At the center of the Russian web are Kremlin-owned and -allied TV stations like NTV, Russia 1, and RT. These channels feature Putin-aligned guests and are followed by the country’s media elite. For instance, Russian political scientist Dmitry Kulikov spoke on a state-owned TV channel about the ongoing Ukrainian elections. “It does not matter who will win, because this victory will have nothing to do with the will of the people,” Kulikov said.
The TV stations and websites in both Russia and Ukraine then parrot those messages, he said. For example, the Russian-based website Ukraine.ru cited a poll it said showed the overwhelming majority of Ukrainians didn’t believe in the integrity of the elections. Dmytro Dmitruk, who was part of the team that conducted the poll, said that it had, in fact, said the opposite—that many Ukrainians were so concerned to eliminate fraud that protests were possible.
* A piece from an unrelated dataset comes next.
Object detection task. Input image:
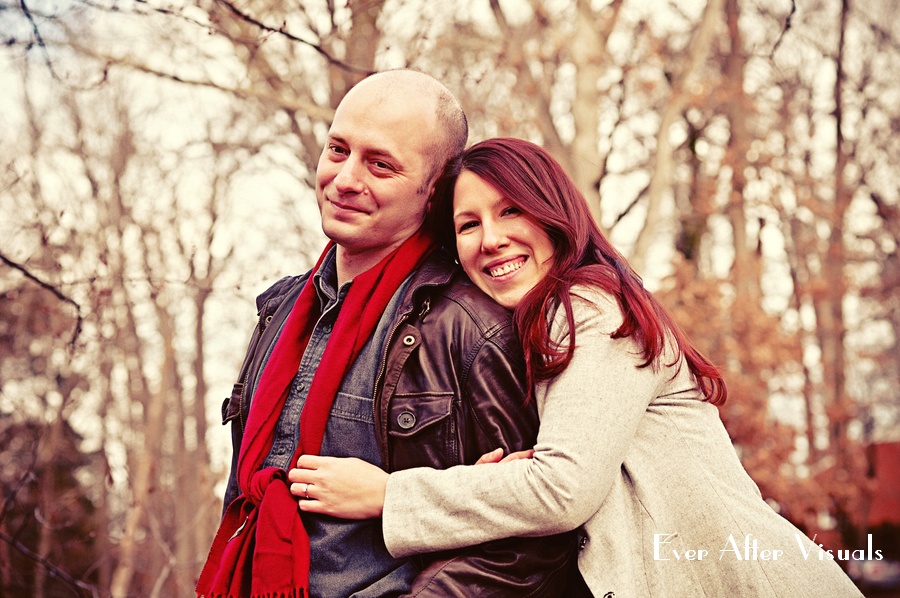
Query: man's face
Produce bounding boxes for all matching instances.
[316,81,437,258]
Social media makes Russia’s task easier. On Facebook, Russian influence was ubiquitous in the run-up to the first round of elections. Facebook and Instagram pages that were set up by Russian individuals portrayed Ukrainian schools as unhealthy, spread false news about protests and disinformation about NATO. Many targeted Poroshenko, the president.
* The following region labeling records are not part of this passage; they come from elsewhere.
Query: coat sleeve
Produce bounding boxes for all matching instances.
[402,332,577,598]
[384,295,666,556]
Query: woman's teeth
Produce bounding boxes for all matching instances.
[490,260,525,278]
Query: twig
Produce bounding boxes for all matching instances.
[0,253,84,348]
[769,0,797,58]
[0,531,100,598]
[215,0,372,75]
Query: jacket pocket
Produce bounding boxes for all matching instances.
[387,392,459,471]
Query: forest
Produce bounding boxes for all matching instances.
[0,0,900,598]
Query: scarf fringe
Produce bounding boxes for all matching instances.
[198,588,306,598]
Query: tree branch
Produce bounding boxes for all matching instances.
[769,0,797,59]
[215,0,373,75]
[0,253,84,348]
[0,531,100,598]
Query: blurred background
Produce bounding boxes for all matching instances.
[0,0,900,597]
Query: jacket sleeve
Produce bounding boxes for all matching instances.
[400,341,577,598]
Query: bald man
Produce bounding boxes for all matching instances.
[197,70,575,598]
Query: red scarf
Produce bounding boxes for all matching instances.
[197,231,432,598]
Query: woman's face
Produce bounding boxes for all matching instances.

Some of the pages were uncovered and eventually shut down by Facebook after it received a tip from American law enforcement officials. Facebook, which pledged in January 2019 to get tough on foreign political advertising and introduce other transparency measures, implemented them just 13 days before the first round of voting. And just days before the final vote, nearly 2,000 additional Russian-pages were found, many of which targeted Ukrainian politics.
Commentators and networks backed by Russia receive financial contributions or special access to public projects, Fedchenko says. In the effort to combat Russian-propaganda, Ukraine has banned at least 77 out of 82 Russian TV stations from the country. In 2017, Ukraine banned the Kremlin-connected social networking site VKontakte—similar to Facebook. Fedchenko believes that other governments should do the same. “Russian disinformation is basically masquerading as the real media which invokes the freedom of speech clause,” Fedchenko says. “Definitely the First Amendment should not be used for them.”
Fedchenko’s view is controversial within Ukraine, where some view the fight to combat Russian propaganda as a threat to press freedom. “Sometimes the material [StopFake publishes] is too pro-government and not independent or politically neutral,” Tetiana Popova, a former deputy minister of information policy for Ukraine, said. She now hosts a TV show in Ukraine on public affairs. There is a difference, she explains, between being pro-Ukraine and pro-Ukrainian government. Legitimate criticisms of the Ukrainian government are sometimes labeled fake news or Russian disinformation, she says.
On March 15, on the same day that Ukrainian NGOs protested a bill that would criminally charge anyone sharing “untruthful” information, StopFake hosted its five-year anniversary party. Smart, well-dressed Ukrainians picked at finger food and sipped wine inside vast, open room. It was just two weeks until election day. Members of the StopFake team began a reading of George Orwell, holding his work as if it were a religious text. Fedchenko told me that Orwell helps to “explain the relation between reality and non-reality, which now is very blurred.”
How would Orwell view laws that banned Russian TV stations that spread propaganda? Music thumped in the background. Fedchenko weighed in. “I think he would not mind that people would become more literate about what they are consuming,” he said, adding it would be hard for imagine Orwell predicting things like social media sites that harvest user data. “I would love to chat with him.”